אָמַר רַב יוֹסֵף, קָסָבַר עוּלָּא: רוּבָּן זָבִים וְנַעֲשׂוּ טְמֵאֵי מֵתִים; הוֹאִיל וְהוּתְּרוּ לְטוּמְאָתָן – הוּתְּרוּ לְזִיבָתָן.
Abaye lui dit: Les cas sont-ils comparables? Quant à un lépreux qui avait eu une émission séminale, il lui était déjà permis de pénétrer partiellement dans la cour malgré son impureté initiale. Par conséquent, l’impureté qui en résulte ne lui interdit pas d’entrer. En revanche, les zavim n’avaient pas à l’origine le droit de sacrifier l’offrande pascale. Par conséquent, même s’il était autorisé à entrer dans la cour même s’il était devenu impur à cause d’un cadavre, il ne serait pas autorisé à entrer à cause du ziva qui était auparavant présent.
אֲמַר לֵיהּ אַבָּיֵי: מִי דָּמֵי?! טוּמְאָה אִישְׁתְּרַאי, זִיבָה לָא אִישְׁתְּרַאי!
En outre, Abaye lui dit: C'est peut-être ce que dit le Maître: Si la plupart des Juifs étaient initialement rituellement impurs à cause d'un cadavre, et qu'ils sont ensuite devenus zavim, puisqu'ils sont autorisés en ce qui concerne leur impureté due à un cadavre, ils sont également autorisés en ce qui concerne leur ziva. Rav Yossef lui dit: Oui, c'est ce que je voulais dire.
אֲמַר לֵיהּ, דִּלְמָא הָכִי קָאָמַר מָר: רוּבָּן טְמֵאֵי מֵתִים וְנַעֲשׂוּ זָבִים; הוֹאִיל וְהוּתְּרוּ לְטוּמְאָתָן – הוּתְּרוּ לְזִיבָתָן? אֲמַר לֵיהּ: אִין.

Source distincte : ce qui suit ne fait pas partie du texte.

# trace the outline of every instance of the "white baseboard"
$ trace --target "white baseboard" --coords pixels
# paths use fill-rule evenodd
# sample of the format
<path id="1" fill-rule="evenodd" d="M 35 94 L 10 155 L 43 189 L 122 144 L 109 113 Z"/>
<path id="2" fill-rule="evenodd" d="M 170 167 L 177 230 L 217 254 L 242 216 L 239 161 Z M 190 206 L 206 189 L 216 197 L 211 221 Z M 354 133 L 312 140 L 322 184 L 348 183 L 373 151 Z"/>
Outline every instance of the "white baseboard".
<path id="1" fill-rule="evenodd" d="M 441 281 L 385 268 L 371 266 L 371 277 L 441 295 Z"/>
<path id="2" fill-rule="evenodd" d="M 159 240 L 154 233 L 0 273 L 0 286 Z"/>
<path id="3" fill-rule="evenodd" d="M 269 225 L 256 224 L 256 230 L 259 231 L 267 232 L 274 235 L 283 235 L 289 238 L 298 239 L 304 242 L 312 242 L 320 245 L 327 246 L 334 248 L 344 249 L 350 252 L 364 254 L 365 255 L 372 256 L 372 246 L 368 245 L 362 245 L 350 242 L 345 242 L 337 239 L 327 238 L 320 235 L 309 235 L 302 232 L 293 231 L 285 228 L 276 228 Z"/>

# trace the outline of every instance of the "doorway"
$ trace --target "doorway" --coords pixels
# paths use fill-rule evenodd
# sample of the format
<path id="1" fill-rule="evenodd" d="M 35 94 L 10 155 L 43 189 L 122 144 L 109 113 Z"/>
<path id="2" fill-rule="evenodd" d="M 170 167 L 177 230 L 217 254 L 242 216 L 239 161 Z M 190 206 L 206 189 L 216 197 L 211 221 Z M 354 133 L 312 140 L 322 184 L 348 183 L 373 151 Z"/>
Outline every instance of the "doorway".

La Guemara demande: Mais cela n'est quand même pas comparable au cas d'Oula, puisque s'agissant d'un lépreux, c'est avec une totale autorisation qu'il est autorisé à entrer partiellement dans la cour. Et comme cela était permis à l’égard d’une impureté, cela était permis à l’égard d’une seconde impureté. Mais l'impureté rituelle concernant le sacrifice de l'offrande pascale est seulement annulée, et il n'y a pas d'autorisation totale. Peut-être qu'en ce qui concerne ceci, c'est-à-dire l'impureté rituelle due à un cadavre, elle est annulée, mais en ce qui concerne cela, c'est-à-dire l'impureté de ziva, elle n'est pas annulée.
וְאַכַּתִּי לָא דָּמֵי; מְצוֹרָע – הֶיתֵּירָא הוּא, הוֹאִיל וְאִישְׁתְּרִי אִישְׁתְּרִי. טוּמְאָה – דְּחוּיָה הִיא, לְהָא אִידְּחַאי לְהָא לָא אִידְּחַאי!